A whole list of rules, which he had dictated to Violet and she had carefully written on a paper towel, outlining exactly what was and wasn’t allowed. Turns out there was not any cheering allowed for this cheering section!
Here are the rules (as seen on the original paper towel above):
- No hugs
- No kissing
- No shout
- Yes clap
- No big waves
You got all that? As tempted as the adults were to shout his name and wave with excitement, they obeyed all his rules and put their energy into clapping as enthusiastically as possible.
Tell me what you want
Little kids boss us around all the time telling us what they want. Mine! Don’t touch! Get out of my room! Leave me alone!
And while they could stand to work on their delivery, it is kind of refreshing to know exactly where you stand. So why do we stop doing that? If someone was coming to one of my events, I can’t imagine telling them exactly how they were allowed to behave.
Although rules about when and how to clap might not work, what about setting and communicating acceptable boundaries? For example, could you let people know if it is okay to interrupt you to ask questions, or if you prefer they wait until the end? If you do tell them, they will probably do what you ask and everyone will feel fine.
But if you don’t tell them, then they will do what they want, and there is a 50% chance you will feel annoyed.
Grown-ups don’t get a Violet
Ben was lucky to have his sister there in the audience, ready to share all of his rules. But as adults, we’re probably going to have to set our own boundaries. But I am here to encourage you to be brave! Tell people what you want, and you can avoid a lot of potential miscommunication, resentment, or embarrassment (what with the shouts and all).
You can be nice about it, and hopefully people will respect where you draw the line. It is important that boundaries are clear, and it’s okay to remind people if they aren’t respecting yours.
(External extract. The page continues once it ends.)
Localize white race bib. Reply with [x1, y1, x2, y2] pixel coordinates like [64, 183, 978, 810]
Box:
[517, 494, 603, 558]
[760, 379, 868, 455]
The flip side of this is that you have to respect other people’s boundaries as well! Ben’s family and friends were all well behaved, and they listened to what he asked. This will give him confidence that he can get support from his family and not walk away totally humiliated.
You can just watch
The morning after the concert, Jill was walking Ben to school, and he told her which intersection he was allowed to walk her to. And then? “And then you can watch me,” he told her. And so she walked him to the appointed corner, and watched him walk away, and we all learned a thing or two about boundaries from a 10 year old.